Mode 2: Adding a new project (runs when she signs a new contract)

projects = load_projects()
projects = add_project(
    projects,
    project_id       = "PROJ-2024-013",
    project_name     = "Market Entry Analysis",
    client           = "Solaris Ventures",
    estimated_hours  = 60.0,
    hourly_rate      = 175.00,
    notes            = "Phase 1: market sizing. SOW signed 2024-04-01.",
)
save_projects(projects)

Mode 3: Logging hours (runs after a working session)

projects = load_projects()
projects = log_hours(projects, "PROJ-2024-006", 3.5)   # 3.5 hours on Nexwave
projects = log_hours(projects, "PROJ-2024-008", 2.0)   # 2 hours on Sundial
save_projects(projects)

The Active Projects Report

active_projects_report.csv opens cleanly in Excel or Google Sheets. Over-budget projects appear at the top, sorted by highest dollar variance. Here is what the output looks like:

project_id,project_name,client,...,estimated_hours,actual_hours,hours_variance,is_over_budget
PROJ-2024-006,Customer Churn Segmentation,Nexwave Telecom,...,45.0,55.0,10.0,True
PROJ-2024-009,Annual Report Automation,Blue Mesa Logistics,...,28.0,31.5,3.5,True
PROJ-2024-004,HR Metrics Reporting,Pinnacle Staffing,...,24.0,26.5,2.5,True
PROJ-2024-003,Sales Pipeline Analysis,Crescendo Marketing,...,32.0,33.5,-1.5,False
...

The Earnings JSON

earnings_summary.json gives Maya a snapshot she can read in five seconds:

{
  "summary_date": "2024-04-01",
  "total_projects": 12,
  "total_logged_hours": 288.5,
  "total_earnings_to_date": 51362.50,
  "effective_hourly_rate": 178.04,
  "default_rate": 175.0,
  "rate_efficiency_pct": 101.7,
  "by_status": {
    "active": {
      "count": 7,
      "total_actual_hours": 158.5,
      "total_earnings": 28525.00
    },
    "completed": {
      "count": 2,
      "total_actual_hours": 109.5,
      "total_earnings": 19162.50
    }
  },
  "over_budget_projects": [
    "Customer Churn Segmentation",
    "Annual Report Automation",
    "HR Metrics Reporting"
  ]
}

Her effective rate of $178.04 is slightly above her target of $175. Three projects are over budget — she knows before she opens her laptop which client calls require a scope conversation.

What Maya Learned

The load → modify → save pattern is the right design for a simple persistent store. Load everything into memory, make your changes to the Python objects, save everything back out. For files with fewer than a few thousand rows, this is fast and easy to reason about. For larger data, you would use a database — but for twelve projects, a CSV is perfect.

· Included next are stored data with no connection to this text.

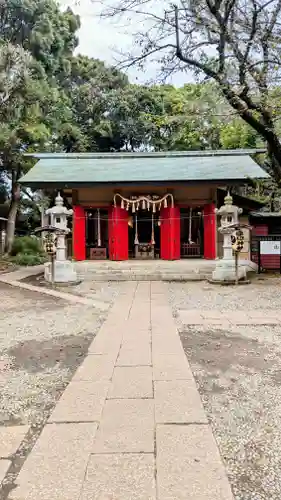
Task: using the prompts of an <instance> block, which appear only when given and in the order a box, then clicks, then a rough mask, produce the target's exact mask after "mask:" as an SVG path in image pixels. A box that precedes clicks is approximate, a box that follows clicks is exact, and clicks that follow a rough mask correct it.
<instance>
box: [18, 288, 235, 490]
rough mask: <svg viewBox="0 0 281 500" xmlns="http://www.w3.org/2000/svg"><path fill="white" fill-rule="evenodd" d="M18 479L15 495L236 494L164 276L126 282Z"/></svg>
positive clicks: (22, 470) (59, 400) (50, 419)
mask: <svg viewBox="0 0 281 500" xmlns="http://www.w3.org/2000/svg"><path fill="white" fill-rule="evenodd" d="M77 320H78V318H77ZM17 484H18V487H17V488H16V489H15V490H14V491H13V493H12V494H11V495H10V498H11V499H13V500H156V499H157V500H210V499H211V500H231V499H232V494H231V491H230V486H229V483H228V480H227V477H226V473H225V469H224V467H223V465H222V462H221V458H220V455H219V452H218V448H217V445H216V442H215V439H214V437H213V434H212V432H211V429H210V427H209V425H208V423H207V420H206V416H205V413H204V410H203V407H202V404H201V400H200V397H199V394H198V392H197V389H196V385H195V382H194V379H193V376H192V373H191V370H190V367H189V364H188V362H187V359H186V356H185V354H184V351H183V348H182V346H181V342H180V339H179V336H178V332H177V329H176V326H175V323H174V320H173V317H172V313H171V310H170V307H169V305H168V299H167V294H166V287H165V285H164V284H163V283H160V282H156V283H149V282H142V283H133V282H131V283H126V284H124V288H123V293H122V294H120V295H119V296H118V298H117V300H116V302H115V303H114V305H113V307H112V309H111V311H110V314H109V316H108V319H107V321H106V322H105V323H104V324H103V326H102V327H101V329H100V331H99V333H98V335H97V336H96V337H95V339H94V341H93V342H92V344H91V346H90V348H89V352H88V356H87V357H86V358H85V360H84V362H83V363H82V364H81V365H80V367H79V368H78V370H77V372H76V373H75V375H74V377H73V379H72V381H71V382H70V384H69V385H68V387H67V389H66V390H65V392H64V394H63V395H62V397H61V399H60V400H59V402H58V403H57V406H56V407H55V409H54V411H53V413H52V415H51V417H50V419H49V422H48V424H47V425H46V426H45V428H44V429H43V431H42V434H41V436H40V437H39V439H38V440H37V442H36V444H35V446H34V448H33V450H32V452H31V453H30V455H29V456H28V458H27V460H26V461H25V463H24V465H23V467H22V469H21V472H20V474H19V476H18V479H17Z"/></svg>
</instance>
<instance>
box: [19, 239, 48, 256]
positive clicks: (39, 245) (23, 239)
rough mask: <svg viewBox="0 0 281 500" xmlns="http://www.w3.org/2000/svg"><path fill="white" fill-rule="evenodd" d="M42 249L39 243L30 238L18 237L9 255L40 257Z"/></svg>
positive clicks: (40, 245)
mask: <svg viewBox="0 0 281 500" xmlns="http://www.w3.org/2000/svg"><path fill="white" fill-rule="evenodd" d="M43 253H44V252H43V248H42V245H41V241H40V240H39V239H38V238H36V237H32V236H18V237H16V238H15V239H14V242H13V246H12V250H11V255H12V256H16V255H18V254H25V255H28V254H29V255H30V254H32V255H42V254H43Z"/></svg>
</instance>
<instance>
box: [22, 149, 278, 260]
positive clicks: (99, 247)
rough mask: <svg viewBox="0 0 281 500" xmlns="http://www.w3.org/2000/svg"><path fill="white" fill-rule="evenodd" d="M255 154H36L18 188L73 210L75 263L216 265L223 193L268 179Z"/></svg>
mask: <svg viewBox="0 0 281 500" xmlns="http://www.w3.org/2000/svg"><path fill="white" fill-rule="evenodd" d="M257 152H259V150H225V151H222V150H220V151H192V152H162V153H154V152H152V153H81V154H80V153H42V154H34V155H30V156H34V157H35V158H36V159H37V160H38V161H37V163H36V164H35V166H34V167H33V168H32V169H31V170H29V172H28V173H27V174H26V175H25V176H24V177H22V178H21V179H20V183H21V184H23V185H25V186H27V187H30V188H35V189H42V190H44V192H47V193H50V194H53V193H54V192H55V193H57V192H58V191H60V193H61V195H62V196H63V198H64V200H65V203H67V204H68V206H69V207H72V208H73V220H72V252H71V253H72V257H73V258H74V259H75V260H85V259H110V260H116V261H119V260H120V261H121V260H127V259H154V258H160V259H164V260H177V259H181V258H189V257H190V258H191V257H193V258H194V257H195V258H196V257H197V258H199V257H202V258H204V259H215V258H216V257H217V256H220V255H221V253H222V248H221V245H222V243H221V240H220V238H219V236H218V232H217V220H216V213H215V209H216V208H217V207H219V206H220V205H221V201H222V199H223V196H222V194H223V193H225V194H226V192H227V190H228V189H230V188H231V187H233V186H235V185H244V184H247V182H249V180H250V179H253V178H259V179H261V178H267V177H268V175H267V174H266V173H265V171H264V170H263V169H261V168H260V166H259V165H258V164H257V163H256V162H255V161H254V159H253V158H252V155H253V153H257ZM240 198H241V197H240ZM241 199H242V198H241ZM241 199H240V202H241ZM240 206H241V204H240ZM242 208H244V216H247V213H248V212H247V211H250V210H252V211H253V210H259V209H260V204H259V203H257V202H255V201H252V200H247V199H245V207H243V204H242ZM245 257H246V258H249V256H248V255H247V256H246V255H245Z"/></svg>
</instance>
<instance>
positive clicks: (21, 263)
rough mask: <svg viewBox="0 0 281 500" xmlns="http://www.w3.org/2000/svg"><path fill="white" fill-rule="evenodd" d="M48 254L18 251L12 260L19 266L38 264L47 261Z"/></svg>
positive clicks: (35, 264)
mask: <svg viewBox="0 0 281 500" xmlns="http://www.w3.org/2000/svg"><path fill="white" fill-rule="evenodd" d="M46 260H47V259H46V256H45V255H44V254H43V253H41V254H39V253H34V254H32V253H18V254H17V255H16V256H15V257H12V258H11V261H12V262H13V263H14V264H16V265H17V266H37V265H38V264H44V262H46Z"/></svg>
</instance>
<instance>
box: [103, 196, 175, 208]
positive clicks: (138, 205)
mask: <svg viewBox="0 0 281 500" xmlns="http://www.w3.org/2000/svg"><path fill="white" fill-rule="evenodd" d="M118 198H120V200H121V208H125V206H126V210H129V208H132V213H135V212H136V211H138V210H139V209H140V207H141V208H142V210H150V208H152V212H153V213H155V212H156V209H157V208H158V210H160V209H161V207H162V206H163V207H164V208H167V207H168V200H170V204H171V207H173V206H174V197H173V195H172V194H171V193H167V194H165V195H164V196H163V197H162V198H158V197H156V196H139V197H137V196H134V197H133V198H125V197H124V196H122V195H121V194H120V193H116V194H115V195H114V199H113V202H114V206H115V207H116V205H117V199H118Z"/></svg>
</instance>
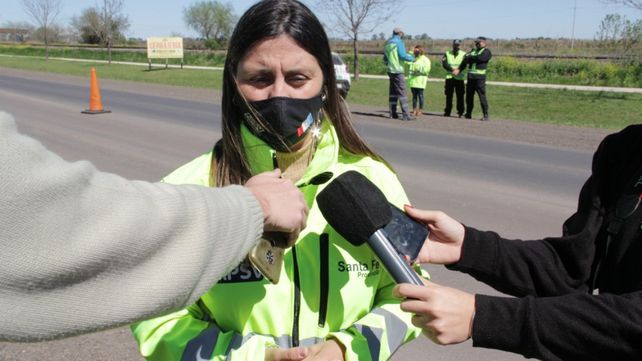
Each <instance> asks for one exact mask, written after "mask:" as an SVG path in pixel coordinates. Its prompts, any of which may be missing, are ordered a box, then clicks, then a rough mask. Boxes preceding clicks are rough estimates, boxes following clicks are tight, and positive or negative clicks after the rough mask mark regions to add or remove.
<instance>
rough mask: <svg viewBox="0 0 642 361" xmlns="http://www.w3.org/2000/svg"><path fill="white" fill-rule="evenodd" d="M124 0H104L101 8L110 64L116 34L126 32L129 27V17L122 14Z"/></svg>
mask: <svg viewBox="0 0 642 361" xmlns="http://www.w3.org/2000/svg"><path fill="white" fill-rule="evenodd" d="M122 9H123V0H103V7H102V9H100V10H101V11H100V15H102V33H103V34H104V36H105V37H104V40H105V42H106V45H107V54H108V59H109V64H111V46H112V43H113V41H114V35H116V34H120V33H123V32H125V31H126V30H127V29H128V28H129V19H128V18H127V16H126V15H123V14H122Z"/></svg>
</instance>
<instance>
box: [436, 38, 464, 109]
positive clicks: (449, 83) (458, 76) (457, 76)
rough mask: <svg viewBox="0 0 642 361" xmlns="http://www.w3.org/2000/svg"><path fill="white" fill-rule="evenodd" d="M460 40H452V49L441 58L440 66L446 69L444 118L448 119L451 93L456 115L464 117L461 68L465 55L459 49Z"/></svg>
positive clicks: (444, 89) (462, 67) (462, 90)
mask: <svg viewBox="0 0 642 361" xmlns="http://www.w3.org/2000/svg"><path fill="white" fill-rule="evenodd" d="M460 46H461V40H459V39H455V40H453V49H452V50H448V51H446V53H445V54H444V56H443V57H442V58H441V65H442V66H443V67H444V69H446V83H445V85H444V94H445V95H446V107H445V108H444V116H445V117H449V116H450V113H451V112H452V109H453V93H454V94H455V95H456V96H457V115H458V116H459V117H460V118H461V117H462V116H464V110H465V109H464V93H465V90H464V79H465V77H466V73H464V71H463V68H465V67H466V65H465V64H462V63H463V62H464V56H465V55H466V54H465V53H464V52H463V51H461V50H460V49H459V48H460Z"/></svg>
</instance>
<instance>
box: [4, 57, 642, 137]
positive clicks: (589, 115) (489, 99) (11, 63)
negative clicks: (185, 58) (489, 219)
mask: <svg viewBox="0 0 642 361" xmlns="http://www.w3.org/2000/svg"><path fill="white" fill-rule="evenodd" d="M0 66H2V67H9V68H20V69H27V70H35V71H45V72H50V73H59V74H70V75H78V76H84V77H88V76H89V70H90V68H91V67H92V66H93V67H95V68H96V70H97V72H98V75H99V78H101V79H103V78H104V79H117V80H130V81H137V82H148V83H157V84H168V85H178V86H190V87H196V88H210V89H220V88H221V83H222V72H221V71H212V70H191V69H182V70H180V69H171V68H170V69H168V70H165V69H158V70H152V71H148V70H147V67H138V66H130V65H118V64H111V65H107V64H102V63H81V62H67V61H57V60H51V59H50V60H48V61H45V60H43V59H37V58H12V57H4V56H0ZM487 93H488V101H489V105H490V115H491V118H495V119H512V120H523V121H531V122H540V123H551V124H566V125H574V126H582V127H598V128H608V129H620V128H622V127H624V126H626V125H629V124H633V123H639V122H640V121H641V120H642V107H641V106H640V104H642V94H625V93H607V92H584V91H567V90H553V89H529V88H517V87H504V86H493V85H487ZM425 98H426V104H427V106H426V107H425V110H426V111H427V112H430V113H436V114H441V113H442V112H443V106H444V101H445V100H444V94H443V83H441V82H438V83H435V82H429V83H428V87H427V88H426V92H425ZM387 101H388V80H387V79H365V78H362V79H360V80H359V81H358V82H353V85H352V89H351V90H350V94H349V95H348V102H349V103H353V104H363V105H372V106H378V107H381V109H382V110H385V109H387ZM475 107H476V108H475V112H473V116H474V117H478V118H479V117H481V113H480V109H479V100H478V99H477V98H476V99H475Z"/></svg>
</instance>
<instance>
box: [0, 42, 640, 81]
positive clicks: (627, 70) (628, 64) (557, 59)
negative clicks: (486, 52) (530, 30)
mask: <svg viewBox="0 0 642 361" xmlns="http://www.w3.org/2000/svg"><path fill="white" fill-rule="evenodd" d="M0 54H8V55H9V54H10V55H23V56H37V57H41V56H45V49H44V48H42V47H37V46H29V45H0ZM49 56H50V57H54V58H74V59H93V60H107V59H108V57H109V55H108V53H107V51H105V50H104V49H103V48H84V47H83V48H81V47H49ZM343 58H344V60H345V61H346V63H347V64H348V69H351V68H352V62H353V56H352V55H351V54H344V55H343ZM111 59H112V60H113V61H127V62H137V63H146V62H147V55H146V52H144V51H134V50H117V49H112V55H111ZM430 61H431V62H432V70H431V72H430V77H433V78H443V77H444V76H445V71H444V69H443V68H442V66H441V56H438V55H432V56H430ZM156 62H157V63H158V61H156ZM224 62H225V53H224V52H222V51H205V50H193V51H185V60H184V63H185V64H187V65H200V66H223V64H224ZM359 62H360V69H361V73H362V74H375V75H376V74H378V75H385V74H386V73H385V66H384V65H383V60H382V56H381V55H380V54H376V55H374V54H373V55H367V54H365V55H361V57H360V58H359ZM168 63H169V64H180V59H169V61H168ZM488 80H495V81H509V82H522V83H544V84H566V85H589V86H613V87H634V88H642V58H640V59H629V58H624V59H609V60H597V59H568V58H557V59H532V58H519V57H516V56H505V55H504V56H502V55H495V56H494V58H493V60H491V67H490V70H489V74H488Z"/></svg>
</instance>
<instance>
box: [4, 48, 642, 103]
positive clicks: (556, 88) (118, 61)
mask: <svg viewBox="0 0 642 361" xmlns="http://www.w3.org/2000/svg"><path fill="white" fill-rule="evenodd" d="M0 56H5V57H11V58H38V59H42V57H34V56H24V55H10V54H0ZM50 59H52V60H63V61H75V62H84V63H87V62H91V63H108V61H107V60H95V59H74V58H54V57H52V58H50ZM112 63H114V64H122V65H134V66H141V67H148V66H149V65H148V64H147V63H136V62H131V61H112ZM162 66H163V65H162V64H161V65H159V64H156V65H155V67H162ZM168 67H170V68H185V69H200V70H217V71H222V70H223V67H220V66H198V65H184V66H181V65H168ZM351 75H352V76H354V74H351ZM359 76H360V77H362V78H370V79H388V76H387V75H371V74H360V75H359ZM428 81H430V82H439V83H441V82H443V81H444V80H443V79H442V78H428ZM486 83H487V84H490V85H498V86H509V87H518V88H539V89H566V90H581V91H590V92H614V93H634V94H640V93H642V88H628V87H613V86H587V85H567V84H544V83H516V82H508V81H488V82H486Z"/></svg>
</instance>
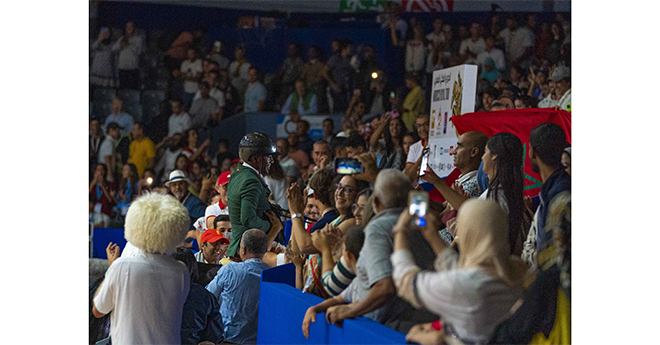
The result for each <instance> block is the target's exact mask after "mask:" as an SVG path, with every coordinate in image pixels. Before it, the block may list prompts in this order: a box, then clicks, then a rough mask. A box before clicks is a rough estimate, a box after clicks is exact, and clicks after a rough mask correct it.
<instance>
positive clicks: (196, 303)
mask: <svg viewBox="0 0 660 345" xmlns="http://www.w3.org/2000/svg"><path fill="white" fill-rule="evenodd" d="M172 258H174V259H175V260H178V261H181V262H183V263H184V264H186V267H187V268H188V273H190V281H191V283H190V292H189V293H188V297H187V298H186V303H185V304H184V305H183V316H182V318H181V344H191V345H197V344H199V343H201V342H204V341H209V342H212V343H219V342H222V341H223V340H224V338H225V337H224V332H223V325H222V315H220V304H219V303H218V299H217V298H215V296H213V294H212V293H210V292H209V291H208V290H206V289H205V288H204V287H203V286H202V285H199V284H198V283H197V280H198V268H197V261H195V257H194V255H193V253H192V252H191V251H190V250H189V249H186V248H182V247H179V248H177V249H176V252H174V253H173V254H172Z"/></svg>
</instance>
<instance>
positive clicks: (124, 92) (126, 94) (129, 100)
mask: <svg viewBox="0 0 660 345" xmlns="http://www.w3.org/2000/svg"><path fill="white" fill-rule="evenodd" d="M118 95H119V98H121V99H122V101H124V107H126V106H127V105H129V104H130V105H136V104H140V91H138V90H119V94H118Z"/></svg>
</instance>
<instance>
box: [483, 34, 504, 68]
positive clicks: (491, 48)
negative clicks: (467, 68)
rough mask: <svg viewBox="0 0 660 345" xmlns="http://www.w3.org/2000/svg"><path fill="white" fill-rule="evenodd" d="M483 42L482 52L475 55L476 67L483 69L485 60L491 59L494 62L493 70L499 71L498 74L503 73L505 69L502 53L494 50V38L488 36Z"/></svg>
mask: <svg viewBox="0 0 660 345" xmlns="http://www.w3.org/2000/svg"><path fill="white" fill-rule="evenodd" d="M484 42H485V43H486V48H485V49H484V51H482V52H481V53H479V55H477V61H476V63H477V65H479V67H480V68H483V67H484V61H486V59H487V58H492V59H493V61H495V69H497V70H499V71H500V72H504V70H505V69H506V62H505V60H504V52H503V51H502V50H501V49H497V48H495V38H493V37H492V36H488V37H486V39H485V40H484Z"/></svg>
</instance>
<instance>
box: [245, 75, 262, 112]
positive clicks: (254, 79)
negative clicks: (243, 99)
mask: <svg viewBox="0 0 660 345" xmlns="http://www.w3.org/2000/svg"><path fill="white" fill-rule="evenodd" d="M247 80H248V83H247V86H246V90H245V106H244V108H243V111H244V112H246V113H256V112H262V111H264V110H266V97H267V92H266V87H264V85H263V84H261V82H260V81H259V70H258V69H257V68H256V67H250V72H249V73H248V79H247Z"/></svg>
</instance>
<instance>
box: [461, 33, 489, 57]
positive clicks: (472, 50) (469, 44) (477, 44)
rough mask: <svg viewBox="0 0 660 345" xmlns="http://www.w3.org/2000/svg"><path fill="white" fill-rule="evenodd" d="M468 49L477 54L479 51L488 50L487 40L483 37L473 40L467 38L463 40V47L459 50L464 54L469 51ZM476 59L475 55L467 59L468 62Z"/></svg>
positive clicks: (478, 53)
mask: <svg viewBox="0 0 660 345" xmlns="http://www.w3.org/2000/svg"><path fill="white" fill-rule="evenodd" d="M468 50H469V51H471V52H472V53H473V54H475V55H479V53H481V52H482V51H484V50H486V41H484V38H483V37H479V39H477V40H476V41H473V40H472V38H466V39H464V40H463V41H462V42H461V47H460V48H459V50H458V52H459V53H460V54H461V55H463V54H465V53H467V51H468ZM475 61H476V58H473V57H469V58H468V59H467V60H465V62H466V63H474V62H475Z"/></svg>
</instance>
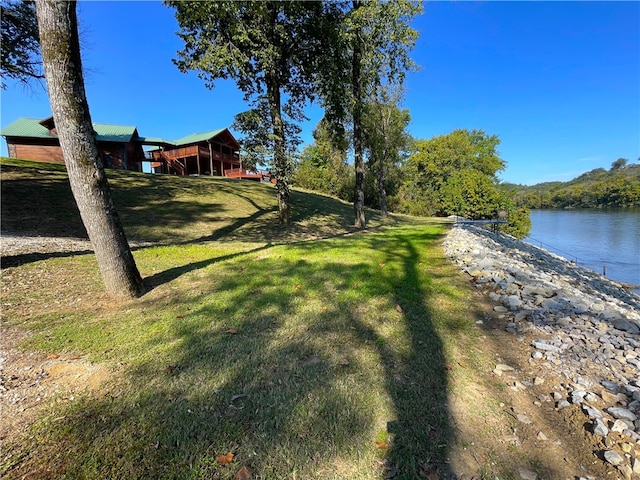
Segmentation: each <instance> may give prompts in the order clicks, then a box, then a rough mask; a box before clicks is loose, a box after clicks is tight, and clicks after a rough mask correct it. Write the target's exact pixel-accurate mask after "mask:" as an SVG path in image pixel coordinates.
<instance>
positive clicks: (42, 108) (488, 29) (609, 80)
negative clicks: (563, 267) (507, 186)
mask: <svg viewBox="0 0 640 480" xmlns="http://www.w3.org/2000/svg"><path fill="white" fill-rule="evenodd" d="M79 16H80V21H81V37H82V41H83V45H84V51H83V61H84V67H85V69H86V71H87V73H86V79H85V80H86V89H87V96H88V99H89V106H90V109H91V115H92V119H93V121H94V122H98V123H113V124H119V125H135V126H137V127H138V131H139V133H140V134H141V135H143V136H158V137H164V138H168V139H174V138H179V137H182V136H185V135H188V134H191V133H196V132H203V131H208V130H213V129H217V128H222V127H228V126H230V125H231V123H232V122H233V116H234V115H235V114H237V113H239V112H241V111H244V110H246V109H247V105H246V104H245V103H244V102H243V100H242V95H241V93H240V92H239V91H238V90H237V89H236V88H235V85H234V84H233V82H228V81H220V82H218V83H217V84H216V88H215V89H214V90H207V89H206V88H205V87H204V83H203V82H202V81H201V80H200V79H198V78H197V75H196V74H195V73H189V74H182V73H180V72H179V71H178V70H177V68H176V67H175V66H174V65H173V64H172V62H171V59H172V58H174V57H175V53H176V51H178V50H179V49H181V43H180V40H179V38H178V37H177V36H176V35H175V32H176V31H177V24H176V22H175V19H174V16H173V11H172V10H171V9H169V8H167V7H165V6H163V5H162V4H161V3H159V2H155V1H141V2H130V1H120V2H102V1H95V2H93V1H82V2H80V4H79ZM414 26H415V27H416V28H417V29H418V30H419V31H420V32H421V36H420V38H419V40H418V43H417V45H416V48H415V50H414V51H413V58H414V59H415V60H416V62H417V63H418V64H419V65H421V69H420V71H419V72H418V73H415V74H412V75H410V76H409V78H408V82H407V95H406V101H405V105H404V107H405V108H408V109H409V110H410V112H411V116H412V123H411V125H410V131H411V134H412V135H413V136H414V137H417V138H431V137H433V136H437V135H442V134H447V133H449V132H451V131H452V130H454V129H456V128H468V129H482V130H484V131H485V132H487V133H489V134H495V135H498V136H499V137H500V140H501V144H500V146H499V151H500V154H501V156H502V158H504V159H505V160H506V161H507V164H508V167H507V169H506V170H505V171H504V172H502V173H501V178H502V179H503V180H504V181H508V182H514V183H522V184H529V185H531V184H535V183H539V182H545V181H554V180H561V181H566V180H570V179H572V178H575V177H576V176H578V175H580V174H581V173H584V172H586V171H589V170H591V169H594V168H598V167H603V168H606V169H608V168H610V166H611V163H612V162H613V161H615V160H616V159H617V158H619V157H624V158H628V159H629V160H630V162H636V161H637V160H638V157H639V156H640V2H432V3H425V4H424V14H423V15H422V16H421V17H419V18H417V19H416V21H415V24H414ZM0 95H1V122H2V125H6V124H8V123H10V122H13V121H14V120H16V119H17V118H19V117H33V118H45V117H47V116H49V115H50V112H51V110H50V107H49V103H48V99H47V96H46V93H45V91H44V89H43V88H41V87H39V86H34V87H33V88H31V89H25V88H24V87H22V86H20V85H16V84H12V83H9V88H8V89H6V90H4V91H2V92H1V93H0ZM307 115H308V116H309V118H310V120H309V121H308V122H307V123H306V124H305V125H303V127H304V131H303V138H304V139H305V141H307V142H310V141H311V140H312V138H311V132H312V130H313V128H314V127H315V125H316V123H317V122H318V120H319V119H320V117H321V116H322V111H321V110H320V109H319V108H318V107H317V106H310V107H309V108H308V109H307ZM1 153H2V155H6V144H5V142H4V141H2V147H1Z"/></svg>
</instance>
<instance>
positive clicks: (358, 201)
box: [351, 0, 367, 228]
mask: <svg viewBox="0 0 640 480" xmlns="http://www.w3.org/2000/svg"><path fill="white" fill-rule="evenodd" d="M360 6H361V4H360V1H359V0H356V1H354V2H353V10H354V11H356V10H357V9H358V8H360ZM361 77H362V27H360V26H357V27H356V31H355V32H354V35H353V56H352V59H351V89H352V91H353V100H354V107H353V157H354V165H355V169H356V186H355V198H354V201H353V213H354V214H355V226H356V228H364V227H365V226H366V223H367V221H366V218H365V216H364V155H363V153H364V139H363V131H362V105H363V99H362V78H361Z"/></svg>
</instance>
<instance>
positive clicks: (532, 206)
mask: <svg viewBox="0 0 640 480" xmlns="http://www.w3.org/2000/svg"><path fill="white" fill-rule="evenodd" d="M502 186H503V187H504V188H505V189H507V190H509V191H511V192H513V193H514V199H515V202H516V205H517V206H519V207H525V208H534V209H535V208H606V207H640V164H627V161H626V159H618V160H616V161H615V162H613V164H612V166H611V169H610V170H605V169H604V168H596V169H595V170H591V171H590V172H587V173H583V174H582V175H580V176H579V177H577V178H575V179H573V180H571V181H569V182H546V183H539V184H537V185H533V186H527V185H515V184H510V183H506V184H502Z"/></svg>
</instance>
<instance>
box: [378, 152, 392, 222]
mask: <svg viewBox="0 0 640 480" xmlns="http://www.w3.org/2000/svg"><path fill="white" fill-rule="evenodd" d="M383 158H385V155H384V154H383V155H382V156H381V158H380V159H379V160H378V200H379V201H380V214H381V215H382V216H383V217H388V216H389V210H388V208H387V189H386V188H385V187H384V184H385V178H384V162H383V160H382V159H383Z"/></svg>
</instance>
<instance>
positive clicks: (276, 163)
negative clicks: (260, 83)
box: [265, 2, 291, 225]
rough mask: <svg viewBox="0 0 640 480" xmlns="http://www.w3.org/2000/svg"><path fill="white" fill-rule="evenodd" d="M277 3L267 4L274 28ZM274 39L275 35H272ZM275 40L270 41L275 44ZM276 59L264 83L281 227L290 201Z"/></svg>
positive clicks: (276, 63)
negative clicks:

Never store computed values in the source CSV. Maya's CSV stores only what she directly knows: hours estimated, hours logged, rate per hour. Everything else — earnings, variance, over-budget status — is computed at read time. This means there is only one source of truth, and it is always in sync.

Sorting before writing produces stable, auditable output. Because the active report always sorts the same way (over-budget first, then alphabetically), Maya notices immediately when something changes position between Monday and Tuesday.

JSON is the right format for summary data other tools might consume. The earnings JSON could feed a dashboard, a weekly email, or a chatbot. CSV is for tabular row data; JSON is for structured, nested summaries.

The billing dispute Maya lost last year? It cannot happen again. Her project log shows exactly when hours were logged, and the over-budget flag would have surfaced the issue before the invoice, not after.